The common broken version picks j from the whole array each step — that’s biased (not all n! permutations equally likely). The range must shrink.

Reservoir sampling

Pick k items uniformly from a stream of unknown length in O(1) memory — keep the i-th item with probability k/i:

def sample_one(stream):                   # k = 1
    chosen = None
    for i, x in enumerate(stream, 1):
        if random.randint(1, i) == 1:     # keep x with probability 1/i
            chosen = x
    return chosen

For k > 1, fill the reservoir with the first k, then replace a random slot with probability k/i. Powers “Linked List Random Node,” “Random Node in a stream.”

Weighted random pick

Choose an index with probability proportional to its weight: build a prefix-sum of weights, draw a uniform value in [0, total), and binary-search the bucket — O(log n) per pick after O(n) setup (“Random Pick with Weight”).

Rejection sampling

Generate from an easy distribution and discard out-of-range draws to hit a target one:

  • Rand10 from Rand7 — draw in a 7×7 grid (49 outcomes), use the first 40, reject the rest.
  • Random point in a circle — sample in the bounding square, reject points outside the circle.

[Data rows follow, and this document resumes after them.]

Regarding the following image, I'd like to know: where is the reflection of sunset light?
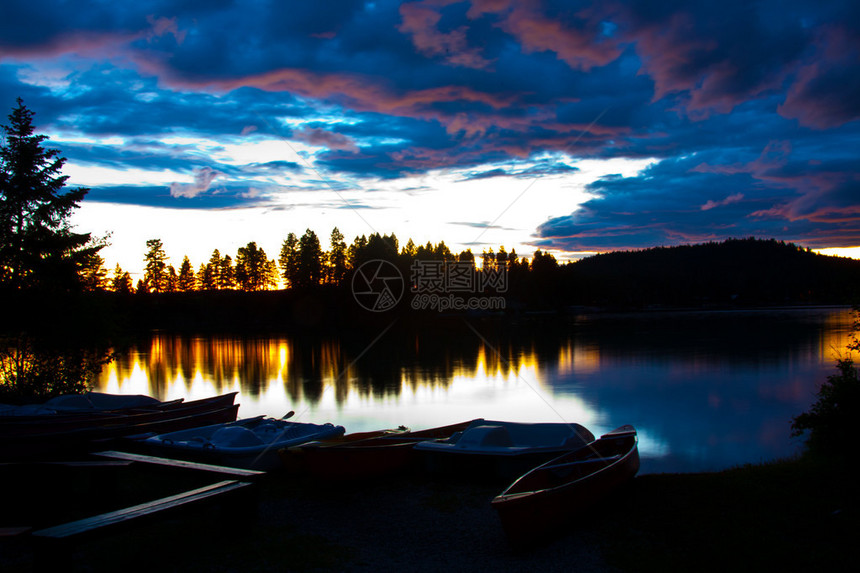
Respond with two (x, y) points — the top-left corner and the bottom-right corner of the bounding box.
(278, 342), (290, 370)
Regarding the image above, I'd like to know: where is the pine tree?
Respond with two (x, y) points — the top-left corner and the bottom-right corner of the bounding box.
(328, 227), (347, 285)
(0, 98), (101, 290)
(297, 229), (323, 287)
(278, 233), (299, 288)
(176, 255), (197, 292)
(110, 263), (133, 294)
(143, 239), (169, 292)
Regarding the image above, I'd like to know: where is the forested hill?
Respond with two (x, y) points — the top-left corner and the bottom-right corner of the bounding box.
(560, 238), (860, 306)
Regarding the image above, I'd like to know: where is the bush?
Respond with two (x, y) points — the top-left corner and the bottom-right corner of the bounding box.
(791, 358), (860, 455)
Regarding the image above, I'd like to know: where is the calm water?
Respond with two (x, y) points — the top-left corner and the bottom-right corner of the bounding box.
(99, 308), (853, 473)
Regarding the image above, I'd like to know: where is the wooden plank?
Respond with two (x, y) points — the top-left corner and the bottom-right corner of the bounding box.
(94, 451), (266, 480)
(32, 480), (253, 539)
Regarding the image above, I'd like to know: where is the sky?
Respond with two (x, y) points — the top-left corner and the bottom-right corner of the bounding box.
(0, 0), (860, 278)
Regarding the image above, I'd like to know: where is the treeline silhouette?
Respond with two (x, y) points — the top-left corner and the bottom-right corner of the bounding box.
(561, 237), (860, 308)
(74, 235), (860, 331)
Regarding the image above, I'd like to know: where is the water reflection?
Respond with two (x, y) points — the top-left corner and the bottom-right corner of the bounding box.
(95, 309), (852, 472)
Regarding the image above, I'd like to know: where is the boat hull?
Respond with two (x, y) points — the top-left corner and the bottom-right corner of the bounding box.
(492, 426), (639, 544)
(0, 394), (239, 461)
(144, 416), (344, 471)
(288, 421), (472, 481)
(415, 420), (594, 483)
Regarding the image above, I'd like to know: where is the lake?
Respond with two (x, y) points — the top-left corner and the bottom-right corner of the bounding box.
(92, 308), (853, 473)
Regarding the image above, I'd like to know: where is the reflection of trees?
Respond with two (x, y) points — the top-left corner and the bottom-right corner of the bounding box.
(0, 336), (110, 402)
(101, 324), (558, 403)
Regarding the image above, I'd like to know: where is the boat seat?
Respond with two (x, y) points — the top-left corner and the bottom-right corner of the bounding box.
(457, 426), (513, 448)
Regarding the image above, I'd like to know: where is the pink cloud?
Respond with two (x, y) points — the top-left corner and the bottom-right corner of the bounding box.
(700, 193), (744, 211)
(500, 2), (621, 71)
(170, 167), (221, 199)
(398, 2), (490, 69)
(293, 128), (358, 153)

Expected draws are small as long as the accept region is a decent fraction of the sample space.

Quickselect (expected-O(n) selection)

Randomized pivoting finds the k-th element in expected O(n) (worst O(n²)) — see the sorting and divide-and-conquer primers. The go-to for “Kth Largest” / “Top-K” when you can mutate the array and want better-than-sort average time.

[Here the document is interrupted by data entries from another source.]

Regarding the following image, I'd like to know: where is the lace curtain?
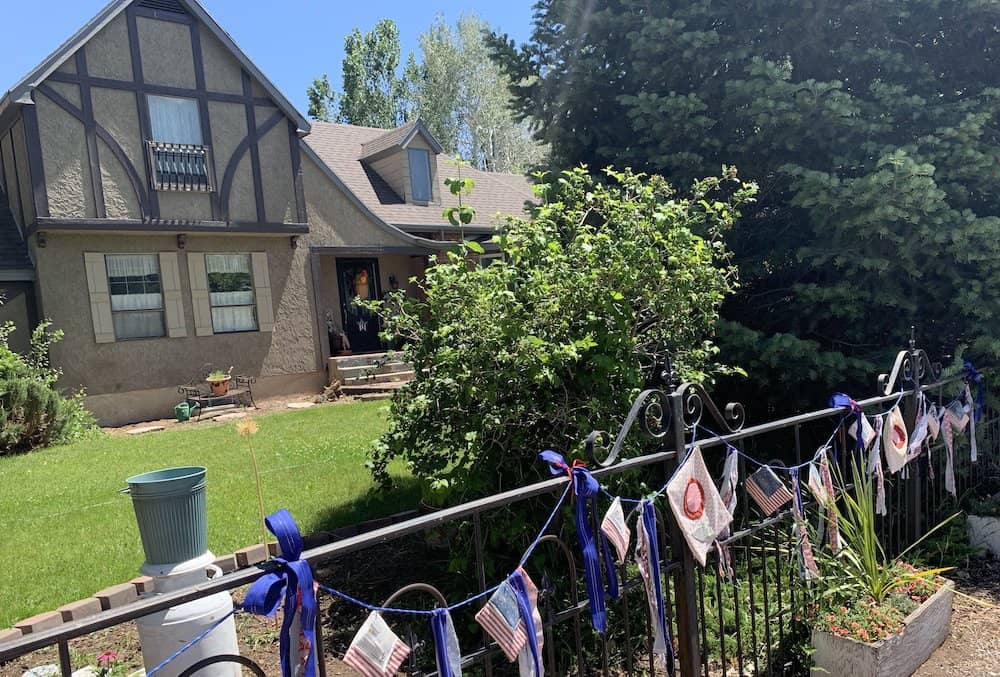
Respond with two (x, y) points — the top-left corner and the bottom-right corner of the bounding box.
(147, 96), (202, 146)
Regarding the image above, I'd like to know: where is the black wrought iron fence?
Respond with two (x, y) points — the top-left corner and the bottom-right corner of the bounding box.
(0, 346), (1000, 677)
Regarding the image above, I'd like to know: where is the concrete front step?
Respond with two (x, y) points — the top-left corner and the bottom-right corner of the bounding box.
(343, 371), (414, 386)
(330, 353), (402, 368)
(338, 362), (413, 381)
(340, 381), (408, 397)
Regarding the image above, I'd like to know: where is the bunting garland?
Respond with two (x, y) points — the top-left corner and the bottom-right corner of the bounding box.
(431, 608), (462, 677)
(715, 445), (740, 580)
(667, 447), (733, 566)
(791, 468), (819, 581)
(232, 374), (982, 677)
(816, 449), (840, 554)
(510, 567), (545, 677)
(342, 611), (410, 677)
(635, 499), (674, 677)
(882, 406), (909, 474)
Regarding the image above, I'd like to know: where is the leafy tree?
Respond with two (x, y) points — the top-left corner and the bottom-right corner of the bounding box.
(0, 322), (96, 456)
(330, 19), (406, 129)
(406, 14), (544, 172)
(491, 0), (1000, 405)
(367, 168), (754, 499)
(306, 73), (337, 122)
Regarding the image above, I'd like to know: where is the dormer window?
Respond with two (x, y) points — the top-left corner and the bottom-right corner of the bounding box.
(146, 95), (212, 192)
(407, 148), (432, 202)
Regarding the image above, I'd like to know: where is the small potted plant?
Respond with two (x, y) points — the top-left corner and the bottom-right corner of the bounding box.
(807, 463), (955, 677)
(205, 367), (233, 397)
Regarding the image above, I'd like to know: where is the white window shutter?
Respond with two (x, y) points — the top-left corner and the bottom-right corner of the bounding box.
(83, 252), (115, 343)
(250, 252), (274, 331)
(160, 252), (187, 338)
(188, 253), (213, 336)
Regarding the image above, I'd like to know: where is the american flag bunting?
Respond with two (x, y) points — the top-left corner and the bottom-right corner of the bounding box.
(746, 466), (792, 516)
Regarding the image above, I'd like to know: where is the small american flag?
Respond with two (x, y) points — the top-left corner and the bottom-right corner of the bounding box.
(344, 611), (410, 677)
(747, 466), (792, 515)
(476, 581), (528, 661)
(601, 497), (632, 564)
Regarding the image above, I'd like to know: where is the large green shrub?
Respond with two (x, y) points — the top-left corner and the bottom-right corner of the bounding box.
(364, 168), (755, 499)
(0, 322), (95, 455)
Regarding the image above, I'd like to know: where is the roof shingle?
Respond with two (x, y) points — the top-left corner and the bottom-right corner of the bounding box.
(304, 122), (533, 228)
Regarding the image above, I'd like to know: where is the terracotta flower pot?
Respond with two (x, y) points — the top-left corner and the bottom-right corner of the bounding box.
(206, 376), (232, 397)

Randomized data structures (name them)

  • Skip list — a probabilistic balanced structure (ordered set with expected O(log n) ops).
  • Treap — BST + heap priorities for expected balance.
  • Bloom filter / HyperLogLog — probabilistic membership / cardinality (heavily used in system design).

Las Vegas vs Monte Carlo

  • Las Vegas — always correct, runtime is random (quickselect, randomized quicksort).
  • Monte Carlo — fixed runtime, answer is correct with high probability (Rabin–Karp hash match, Miller–Rabin primality). Repeat to drive the error probability down.

Pitfalls

  • Off-by-one in the range → non-uniform distribution (the #1 bug; Fisher–Yates must pick from 0..i inclusive, shrinking).
  • Reusing a biased primitive — composing biased samples compounds the bias; verify each step is uniform.
  • Reasoning about worst case when the guarantee is expected — state which you mean.

Choosing in an interview

  • Shuffle an array → Fisher–Yates.
  • Sample from a stream / unknown length → reservoir sampling.
  • Pick by weight → prefix sum + binary search.
  • Map one uniform generator to another → rejection sampling.
  • k-th element fast on average → quickselect.

Always state the expected complexity and argue the distribution is uniform — that argument is the real test.